Il martirio di Lea Garofalo: un orrore della ‘ndrangheta

23 marzo 2013 di: mezzocielo

Se ci fosse una graduatoria degli orrori compiuti dalle mafie (da Cosa nostra alla camorra alla ’ndrangheta), l’uccisione di Lea Garofalo andrebbe collocata al primo posto, forse a fianco a quella del piccolo Di Matteo. Lea Garofalo, che tentava da tempo di denunciare i delitti dalla ‘drangheta, viene rapita a Milano il 24 novembre del 2009. Chi l’attira nel gorgo della morte è il suo ex-compagno, padre della figlia Denise, con cui la donna si è accompagnata pochi minuti prima.  L’uomo, Carlo Cosco,  la porta in un appartamento  e, aiutato dal fratello Vito, la strangola: con una corda di tenda. Quindi chiama un gruppo di amici, e con loro mette il cadavere in uno scatolone,  sigillandolo  con nastro adesivo; con la macchina raggiungono un magazzino vicino Monza.

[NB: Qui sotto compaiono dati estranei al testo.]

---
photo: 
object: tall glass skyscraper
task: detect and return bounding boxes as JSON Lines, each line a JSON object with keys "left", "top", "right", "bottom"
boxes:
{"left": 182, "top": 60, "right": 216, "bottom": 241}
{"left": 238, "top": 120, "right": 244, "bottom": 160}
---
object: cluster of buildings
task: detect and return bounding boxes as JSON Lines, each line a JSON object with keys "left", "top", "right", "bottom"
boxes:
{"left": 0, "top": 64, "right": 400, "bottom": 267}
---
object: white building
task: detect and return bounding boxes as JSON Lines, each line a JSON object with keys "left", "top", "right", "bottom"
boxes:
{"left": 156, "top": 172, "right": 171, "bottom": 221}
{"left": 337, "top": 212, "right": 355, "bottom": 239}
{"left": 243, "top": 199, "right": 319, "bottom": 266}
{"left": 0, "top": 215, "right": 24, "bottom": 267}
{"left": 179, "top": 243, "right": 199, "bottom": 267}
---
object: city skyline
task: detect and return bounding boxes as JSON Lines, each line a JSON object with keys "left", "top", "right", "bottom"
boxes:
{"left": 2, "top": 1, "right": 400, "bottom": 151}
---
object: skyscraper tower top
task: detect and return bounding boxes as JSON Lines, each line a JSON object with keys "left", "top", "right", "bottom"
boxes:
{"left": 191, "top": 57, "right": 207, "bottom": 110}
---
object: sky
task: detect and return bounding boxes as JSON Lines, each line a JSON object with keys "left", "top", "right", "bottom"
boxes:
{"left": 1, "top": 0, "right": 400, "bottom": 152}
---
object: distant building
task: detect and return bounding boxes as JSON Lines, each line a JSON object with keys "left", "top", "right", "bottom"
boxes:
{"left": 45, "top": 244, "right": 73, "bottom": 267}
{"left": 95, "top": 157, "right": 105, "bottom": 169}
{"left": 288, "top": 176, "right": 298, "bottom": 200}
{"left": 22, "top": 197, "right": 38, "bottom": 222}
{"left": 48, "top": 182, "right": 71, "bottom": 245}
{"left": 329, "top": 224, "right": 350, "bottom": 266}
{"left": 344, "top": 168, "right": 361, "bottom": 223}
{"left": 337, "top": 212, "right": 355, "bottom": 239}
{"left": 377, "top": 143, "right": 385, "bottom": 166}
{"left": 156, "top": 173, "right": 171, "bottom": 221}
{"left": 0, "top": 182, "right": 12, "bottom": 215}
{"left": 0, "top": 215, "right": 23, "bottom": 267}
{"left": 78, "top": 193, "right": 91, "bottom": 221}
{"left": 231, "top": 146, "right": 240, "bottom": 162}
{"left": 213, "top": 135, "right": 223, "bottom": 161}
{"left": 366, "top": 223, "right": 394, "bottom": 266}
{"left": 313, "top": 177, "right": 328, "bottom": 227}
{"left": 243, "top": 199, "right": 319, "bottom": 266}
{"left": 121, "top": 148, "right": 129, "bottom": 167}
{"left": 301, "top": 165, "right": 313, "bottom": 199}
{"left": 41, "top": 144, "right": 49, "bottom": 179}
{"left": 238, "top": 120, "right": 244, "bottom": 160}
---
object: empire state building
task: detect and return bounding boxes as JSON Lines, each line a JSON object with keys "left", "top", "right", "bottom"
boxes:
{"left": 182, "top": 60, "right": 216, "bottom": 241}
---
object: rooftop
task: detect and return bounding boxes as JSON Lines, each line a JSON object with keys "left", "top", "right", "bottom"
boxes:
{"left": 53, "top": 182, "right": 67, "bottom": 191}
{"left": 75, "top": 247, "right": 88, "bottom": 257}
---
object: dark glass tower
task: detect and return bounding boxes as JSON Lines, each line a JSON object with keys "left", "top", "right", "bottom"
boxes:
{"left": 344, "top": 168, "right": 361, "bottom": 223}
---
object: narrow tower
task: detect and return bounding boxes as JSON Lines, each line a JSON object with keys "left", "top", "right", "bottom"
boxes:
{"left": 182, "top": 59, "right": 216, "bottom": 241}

Qui, con lunga operazione, bruciano il corpo dentro un grosso fusto di metallo,versando benzina, e schiacciandolo reiteratamente con una pala, aggiungendovi via via pezzi di legno perché il cadavere stenta a disintegrarsi.  A un certo punto lo tirano fuori dal bidone, raccolgono i pezzi, e lo rimettono a bruciare con altra benzina fino a che si distrugge  totalmente. Chi fa il racconto dettagliato dei fatti è Carlo Venturino, co-autore del massacro, già condannato all’ergastolo per altri delitti. All’epoca aveva 26 anni, ed era stato “fidanzato” della figlia della donna e del suo assassino: Denise.

Dichiara Roberto d’Ippolito, avvocato della sorella di Lea, Marisa Garofalo, la cui figlia è stata anch’essa minacciata di morte: “Ai clan fa paura il coraggio che le donne stanno dimostrando oggi in Calabria. La loro è una rivoluzione su decenni di omertà”.

(dall’articolo di Sandro De Riccardis, Repubblica, 20 marzo u.s.)